(2020) Between the 3rd and 23th October 2020, a ship from Germany was blocked in the port of Sami, on the island of Kefalonia. Several hundred residents occupied the pier day and night, opposing the unloading of 4 wind turbines and forcing the cargo to head towards mainland Greece. The massive energy conversion program carried out by the Mitsotakis government is an attractive opportunity for the revival of Greek GDP but, at the same time, it has enormous repercussions on the landscape and on society. The target is to turn Greece into an "energy hub" capable of exporting energy to other European countries, with the double advantage of diversifying an economy highly dependent on the tourism sector. The 67 GW produced from "renewable" sources by 2030 is a very realistic forecast in the light of the agreements signed until a few months ago and would exceed the minimum limit set by the EU by about ten times.
But the road is far from being downhill: the confiscation of private land and the contracts, in record time, for multimillion-euro projects in parthneship with foreign companies is meeting increasingly compact opposition from the inhabitants of the affected areas. The thousands of turbines required are concentrated in mountain areas and islands, places where the landscape and the environment play a fundamental role for those who live there.
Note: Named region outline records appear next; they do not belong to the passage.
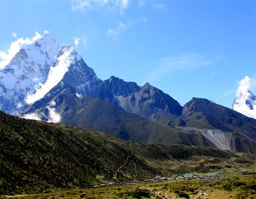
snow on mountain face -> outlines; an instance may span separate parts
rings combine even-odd
[[[249,90],[238,94],[233,102],[232,109],[256,119],[256,96]]]
[[[0,71],[0,109],[17,114],[27,93],[33,93],[44,82],[60,46],[49,33],[24,45]]]
[[[40,84],[35,93],[29,94],[26,98],[27,104],[32,104],[43,98],[52,88],[56,85],[68,71],[71,64],[80,60],[81,57],[76,53],[73,47],[63,45],[60,49],[53,67],[51,67],[46,81]]]

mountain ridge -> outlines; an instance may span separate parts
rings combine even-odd
[[[152,178],[156,173],[168,176],[215,171],[214,161],[223,164],[218,169],[226,170],[228,160],[230,165],[236,161],[252,164],[255,159],[253,154],[240,157],[212,147],[125,142],[99,132],[1,111],[0,135],[1,194]],[[199,160],[204,163],[200,167]],[[195,161],[196,165],[190,164]]]
[[[48,37],[52,39],[49,39]],[[46,42],[44,42],[44,40]],[[56,45],[51,44],[50,42],[47,43],[47,41],[52,41]],[[49,45],[49,48],[47,45]],[[48,51],[46,51],[52,49],[51,45],[53,45],[56,48],[53,52],[48,53]],[[147,141],[147,139],[149,139],[149,137],[147,135],[145,138],[139,135],[145,133],[145,129],[148,130],[148,125],[151,123],[140,118],[138,121],[141,122],[143,121],[144,122],[141,122],[141,125],[142,126],[139,126],[138,121],[136,122],[136,119],[138,118],[138,116],[136,115],[139,115],[166,125],[164,128],[160,127],[158,125],[155,125],[155,127],[151,125],[150,128],[154,129],[155,132],[154,132],[154,131],[149,129],[150,133],[147,135],[154,135],[151,139],[155,142],[167,143],[168,141],[165,141],[163,136],[164,134],[163,132],[171,131],[172,132],[176,132],[175,134],[176,135],[174,139],[176,143],[181,143],[181,140],[185,140],[188,145],[193,143],[196,144],[196,143],[197,143],[196,144],[203,145],[202,142],[207,140],[205,141],[207,143],[209,141],[210,144],[214,146],[213,142],[207,138],[208,137],[212,139],[212,135],[214,135],[214,134],[211,134],[209,131],[205,131],[204,129],[213,131],[218,129],[225,135],[225,138],[228,140],[230,147],[229,148],[233,151],[240,151],[239,148],[243,148],[246,152],[255,152],[256,120],[239,114],[231,109],[216,105],[206,99],[193,98],[182,107],[170,96],[148,83],[139,86],[135,82],[125,82],[114,76],[102,81],[97,77],[93,69],[86,65],[73,47],[65,44],[61,45],[59,49],[57,47],[60,47],[54,38],[52,39],[50,35],[46,34],[32,44],[20,49],[11,63],[18,63],[20,60],[26,61],[18,67],[23,69],[28,67],[27,68],[29,71],[23,74],[24,77],[21,74],[19,77],[23,77],[24,79],[28,80],[30,84],[26,90],[22,90],[22,88],[19,86],[14,87],[14,89],[13,88],[14,93],[10,92],[8,97],[5,95],[5,93],[3,92],[0,92],[0,101],[2,102],[0,109],[9,114],[16,113],[16,115],[19,116],[23,115],[28,118],[42,119],[48,122],[69,122],[73,125],[78,125],[79,123],[80,127],[83,125],[86,127],[97,127],[98,128],[93,129],[106,133],[110,133],[112,130],[115,131],[113,136],[119,135],[124,139],[133,137],[131,135],[136,132],[138,137],[141,138],[141,140],[137,139],[137,141],[147,143],[148,141]],[[42,54],[41,56],[53,61],[52,64],[46,64],[42,65],[39,64],[42,60],[38,60],[32,56],[27,56],[30,55],[30,52],[27,53],[27,51],[34,48],[36,49],[35,52]],[[34,55],[33,53],[31,55]],[[33,72],[31,65],[32,60],[34,65],[40,65],[41,68],[45,67],[46,71],[48,73],[39,83],[35,77],[26,75],[30,71]],[[38,61],[39,63],[37,63]],[[10,71],[5,71],[4,69],[0,71],[0,73],[3,74],[5,71],[9,73],[15,71],[15,68],[12,68],[11,64],[6,67],[6,70]],[[0,90],[6,90],[3,82],[3,80],[5,80],[6,77],[0,76]],[[14,84],[18,85],[19,82],[15,78],[14,82]],[[65,89],[69,91],[65,93]],[[18,97],[13,97],[13,95],[15,96],[18,93],[19,94]],[[91,115],[87,115],[86,113],[82,111],[85,109],[83,106],[85,104],[81,103],[79,98],[81,98],[81,101],[88,102],[89,100],[84,98],[88,97],[104,100],[119,109],[107,109],[109,112],[101,113],[102,115],[105,115],[104,117],[108,117],[109,114],[112,115],[112,118],[115,113],[120,113],[118,118],[109,121],[113,123],[109,124],[111,127],[108,131],[102,127],[101,122],[102,121],[97,118],[100,115],[98,111],[103,109],[101,106],[106,106],[106,107],[111,106],[104,102],[96,100],[96,103],[93,104],[96,110],[94,111],[90,110]],[[90,105],[92,106],[93,103],[91,103]],[[79,107],[80,110],[77,110],[77,107]],[[74,110],[76,110],[75,113]],[[123,112],[125,111],[133,115],[126,114]],[[76,118],[77,121],[74,121],[74,119],[70,118],[68,115],[69,113],[72,113],[73,117]],[[85,118],[85,121],[83,122],[80,119],[81,116]],[[86,126],[87,123],[82,123],[85,121],[88,123],[90,117],[94,118],[94,123],[97,123],[97,125],[95,124],[94,126],[92,125],[88,126]],[[127,119],[129,122],[125,121],[125,119]],[[117,126],[115,127],[115,125]],[[137,128],[133,129],[133,127],[137,127]],[[169,129],[166,130],[166,127],[169,127]],[[191,128],[187,130],[184,128],[181,129],[183,127],[195,127],[196,129]],[[207,134],[212,135],[208,136],[209,135]],[[192,137],[193,136],[194,138]],[[199,139],[197,142],[196,142],[196,138]],[[216,143],[221,141],[218,140],[218,138],[216,139],[217,139]],[[171,139],[168,138],[167,140]],[[237,142],[236,140],[238,141]],[[172,142],[174,142],[174,140]],[[221,146],[222,144],[220,143],[219,145]],[[210,144],[210,146],[212,146]]]

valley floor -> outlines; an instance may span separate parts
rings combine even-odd
[[[176,180],[160,183],[86,189],[55,189],[44,193],[2,196],[16,198],[256,198],[256,174],[238,172],[212,179]]]

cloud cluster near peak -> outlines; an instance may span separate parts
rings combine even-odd
[[[237,97],[232,109],[247,117],[256,119],[256,96],[249,91],[252,82],[255,82],[248,76],[240,81],[236,92]]]
[[[49,32],[44,31],[44,34],[45,34],[48,32]],[[16,33],[13,32],[12,35],[14,38],[16,38],[17,34]],[[13,42],[7,53],[3,51],[0,51],[0,69],[5,68],[11,61],[11,59],[19,51],[22,46],[32,44],[37,39],[42,38],[42,36],[38,32],[35,32],[35,36],[32,38],[18,38],[16,41]]]

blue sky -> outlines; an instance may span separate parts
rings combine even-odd
[[[98,77],[148,82],[182,105],[230,107],[240,81],[256,93],[255,1],[0,1],[0,51],[49,31]],[[76,44],[75,40],[79,41]]]

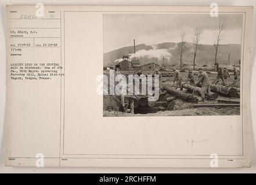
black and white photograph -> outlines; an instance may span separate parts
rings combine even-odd
[[[243,14],[103,18],[104,117],[240,114]]]

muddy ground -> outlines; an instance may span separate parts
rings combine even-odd
[[[172,71],[164,72],[172,72]],[[182,76],[182,83],[187,80],[188,72],[181,72]],[[196,73],[198,73],[196,72]],[[208,74],[210,82],[214,81],[217,76],[215,72],[210,72]],[[230,84],[236,81],[233,78],[232,73],[230,74],[231,77],[225,79],[225,83]],[[163,77],[163,85],[170,84],[173,82],[173,77]],[[196,82],[198,77],[196,77]],[[189,84],[189,82],[188,83]],[[221,82],[219,82],[221,84]],[[240,87],[240,83],[237,82],[232,86]],[[183,91],[192,94],[192,92],[183,90]],[[166,98],[172,96],[170,94],[163,95],[160,97],[159,101],[166,101]],[[194,96],[196,97],[199,100],[201,99],[200,94],[194,93]],[[235,101],[240,101],[238,97],[229,97],[219,94],[218,99],[231,100]],[[218,103],[218,100],[205,101],[205,102],[199,102],[198,103],[214,104]],[[169,103],[168,103],[169,104]],[[189,103],[180,99],[173,100],[169,106],[169,110],[158,111],[156,113],[150,113],[147,114],[137,113],[132,114],[130,113],[124,113],[122,112],[122,108],[121,106],[120,98],[119,96],[116,95],[104,95],[103,96],[103,116],[217,116],[217,115],[237,115],[240,114],[240,107],[225,107],[225,108],[193,108],[193,103]]]

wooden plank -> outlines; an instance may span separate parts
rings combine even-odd
[[[193,107],[194,108],[203,108],[203,107],[208,107],[208,108],[221,107],[221,108],[225,108],[225,107],[228,107],[228,106],[237,107],[237,106],[240,106],[240,104],[222,103],[222,104],[194,104],[194,105],[193,105]]]
[[[240,104],[239,101],[231,101],[231,100],[224,100],[224,99],[218,99],[218,103],[225,103],[229,104]]]

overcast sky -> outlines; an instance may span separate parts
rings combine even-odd
[[[226,24],[221,44],[241,43],[243,16],[225,14]],[[217,33],[218,17],[207,14],[105,14],[103,15],[104,52],[122,47],[145,43],[181,42],[180,34],[186,32],[185,41],[192,42],[195,29],[202,34],[201,44],[212,45]]]

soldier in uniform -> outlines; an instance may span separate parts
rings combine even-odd
[[[191,69],[189,70],[189,75],[188,75],[188,80],[190,80],[190,86],[195,86],[195,77],[196,74],[194,74]]]
[[[224,77],[223,75],[223,69],[219,66],[219,64],[216,64],[216,68],[217,69],[217,77],[214,80],[214,84],[217,84],[221,80],[222,81],[222,85],[225,86]]]
[[[159,88],[160,91],[163,91],[162,74],[161,74],[161,72],[158,69],[155,69],[155,74],[159,75]]]
[[[181,76],[181,73],[179,72],[179,71],[178,71],[176,69],[174,69],[174,79],[172,84],[175,83],[176,81],[175,89],[177,89],[178,86],[179,86],[179,87],[181,88],[181,91],[182,91],[183,89],[182,85],[181,84],[181,80],[182,79],[182,77]]]
[[[235,66],[234,66],[234,67],[233,68],[233,70],[234,71],[234,79],[237,80],[238,79],[238,71],[237,71],[237,69],[236,69]]]
[[[120,79],[120,83],[121,84],[121,104],[125,113],[127,113],[128,109],[128,108],[129,108],[131,113],[134,114],[134,98],[136,98],[136,97],[134,95],[128,94],[128,91],[131,90],[129,89],[129,84],[128,84],[127,87],[127,90],[125,91],[124,86],[126,86],[127,84],[126,83],[122,82],[122,79]]]
[[[224,77],[225,79],[226,79],[228,77],[230,77],[230,75],[229,75],[229,73],[226,68],[224,68],[223,69],[223,76]]]
[[[208,75],[205,72],[203,71],[201,68],[199,68],[199,71],[200,76],[197,83],[196,83],[196,86],[198,86],[200,83],[201,84],[200,91],[201,97],[202,98],[201,101],[204,101],[205,94],[207,95],[207,99],[211,99],[211,92]]]

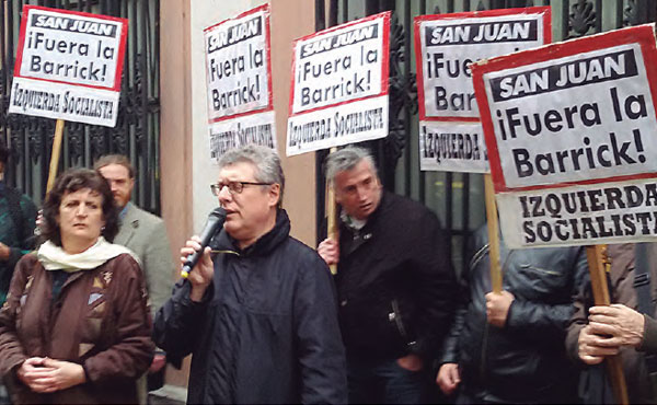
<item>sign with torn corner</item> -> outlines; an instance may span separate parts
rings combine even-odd
[[[128,21],[25,5],[9,113],[114,127]]]
[[[210,159],[257,143],[276,149],[269,4],[204,30]]]
[[[390,12],[293,45],[287,155],[388,136]]]
[[[509,247],[657,238],[653,25],[472,66]]]

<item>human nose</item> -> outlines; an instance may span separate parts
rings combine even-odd
[[[76,216],[77,217],[85,217],[87,216],[87,207],[84,206],[84,204],[80,204],[78,206],[78,208],[76,209]]]
[[[217,196],[219,197],[219,202],[221,204],[223,204],[224,201],[229,201],[232,198],[232,194],[230,193],[228,185],[221,186]]]
[[[359,201],[364,201],[367,199],[367,189],[366,187],[356,187],[356,197]]]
The installation of a turbine, about a hundred meters high, implies the leveling of the mountain ridge, the construction of a large network of roads for the arrival of heavy vehicles and a deep concrete pouring that will remain forever. "The environment cannot be saved by destroying the environment" is one of the phrases repeated by those who are convinced that the sustainability of wind energy must be strongly questioned. On the island of Evia, where approximately half of all the country's energy production should be concentrated, the first cemeteries already exist. Turbines have a useful life of around 25 years and, as they are not made from recyclable materials, they are dumped in huge landfills or, more simply, abandoned on site. Recent legislation allows the works to start in about 3 months from the presentation of the project, almost totally excludes the opinion of the communities and allows the construction everywhere, even in areas with special European protection Natura 2000.
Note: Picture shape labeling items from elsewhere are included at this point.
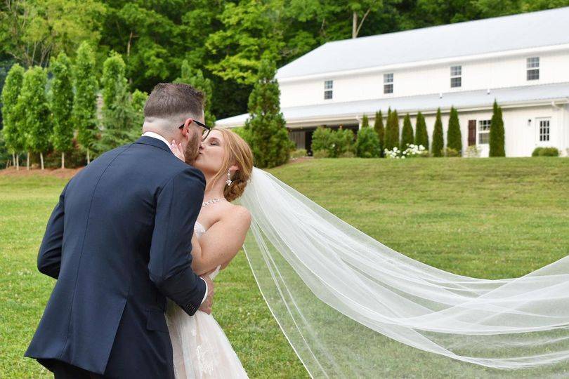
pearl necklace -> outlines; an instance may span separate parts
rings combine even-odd
[[[205,206],[207,205],[209,205],[213,203],[218,203],[221,200],[225,200],[225,199],[212,199],[211,200],[208,200],[207,201],[204,201],[203,203],[202,203],[202,206]]]

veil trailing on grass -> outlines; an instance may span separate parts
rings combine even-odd
[[[313,377],[568,375],[569,256],[519,278],[457,275],[256,168],[241,204],[255,279]]]

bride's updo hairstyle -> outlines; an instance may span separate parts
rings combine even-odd
[[[233,201],[243,194],[247,180],[251,178],[253,171],[253,153],[247,142],[235,132],[221,128],[215,130],[221,133],[223,138],[225,154],[221,168],[210,182],[213,187],[219,180],[224,182],[227,180],[228,170],[231,166],[236,164],[239,170],[231,173],[233,182],[228,186],[225,185],[223,190],[225,200]]]

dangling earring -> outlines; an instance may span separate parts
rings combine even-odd
[[[231,183],[233,182],[233,180],[231,180],[231,171],[230,170],[227,171],[227,181],[225,181],[227,185],[231,185]]]

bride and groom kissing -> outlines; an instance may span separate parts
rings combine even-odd
[[[251,222],[247,143],[204,122],[204,95],[157,84],[143,135],[65,185],[39,270],[56,282],[25,357],[55,378],[244,378],[211,317],[212,279]]]

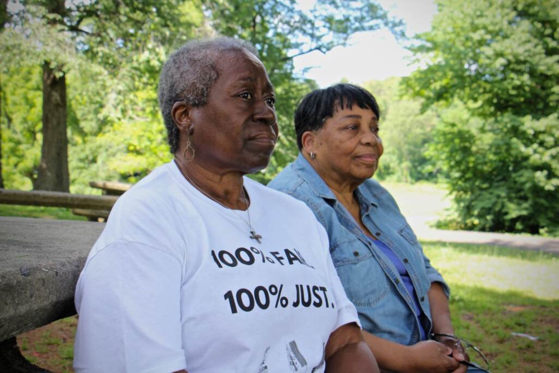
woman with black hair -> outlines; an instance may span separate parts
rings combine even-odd
[[[466,371],[472,363],[452,337],[448,287],[392,196],[371,178],[384,151],[380,118],[375,98],[359,87],[309,93],[295,112],[299,157],[268,186],[306,203],[326,228],[381,369]],[[431,333],[438,341],[428,340]]]

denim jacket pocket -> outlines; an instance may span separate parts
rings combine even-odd
[[[398,233],[412,245],[419,244],[417,236],[415,235],[411,227],[407,223],[398,229]]]
[[[386,296],[386,275],[369,248],[358,239],[339,242],[330,254],[348,298],[356,307],[372,306]]]

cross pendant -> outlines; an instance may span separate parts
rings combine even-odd
[[[250,236],[250,238],[252,238],[253,239],[255,239],[257,240],[257,242],[258,242],[258,243],[262,243],[260,241],[260,239],[262,238],[262,236],[260,235],[259,234],[258,234],[254,230],[251,230],[250,231],[250,233],[251,233]]]

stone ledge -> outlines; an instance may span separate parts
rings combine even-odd
[[[104,227],[0,217],[0,341],[75,314],[75,284]]]

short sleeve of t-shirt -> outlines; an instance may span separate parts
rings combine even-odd
[[[345,291],[344,290],[342,281],[338,276],[336,268],[334,267],[334,263],[332,262],[332,258],[330,256],[329,249],[330,245],[328,243],[328,234],[326,233],[324,228],[318,221],[316,221],[316,225],[322,243],[322,247],[325,248],[324,252],[326,253],[326,268],[328,272],[328,276],[330,278],[332,292],[334,294],[336,304],[338,306],[338,321],[333,331],[343,325],[353,322],[356,323],[359,325],[359,327],[361,328],[361,324],[359,321],[357,310],[351,301],[348,299],[347,295],[345,295]]]
[[[76,294],[75,371],[184,369],[182,273],[181,263],[167,253],[126,240],[90,258]]]

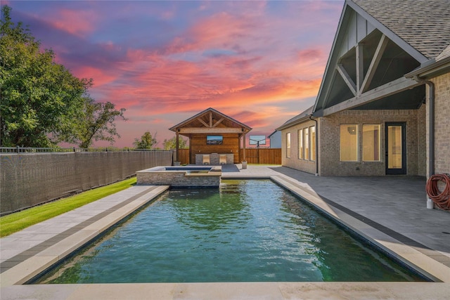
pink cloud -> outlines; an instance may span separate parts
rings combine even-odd
[[[52,25],[71,34],[83,36],[94,30],[94,20],[98,19],[92,11],[72,11],[62,8],[52,15]]]

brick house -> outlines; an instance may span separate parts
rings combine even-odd
[[[321,176],[450,173],[450,1],[347,0],[314,105],[277,130]]]

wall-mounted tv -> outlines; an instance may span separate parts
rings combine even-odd
[[[206,136],[206,145],[221,145],[224,143],[222,136]]]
The absence of real regulation is worrisome for its short and long-term effects. In Kefalonia, the inhabitants are convinced, supported by the studies of some researchers, that the terrible floods of recent years have increased in frequency and devastation due to the hydrogeological upheavals that the turbines have brought. In fact the excavated materials left in piles in the mountains would have been dumped downstream very easily by heavy rains. In the forests of Evia, dozens of fires broke out near the high-tension cables needed to carry electricity. In addition, the main destinations of alternative tourism are threatened by the expansion, beyond the current limits of the law, of wind farms and their proximity to some inhabited centers has led several people to leave their place of birth, disturbed by noise and by light pollution.
The support of the local population is often sought through the payment of money by construction companies in favor of small municipalities, but the increasingly massive presence of MAT (the Greek riot police) during the unloading operations and the installation of turbines speaks volumes of a deep gap between authorities, citizens and within public opinion itself.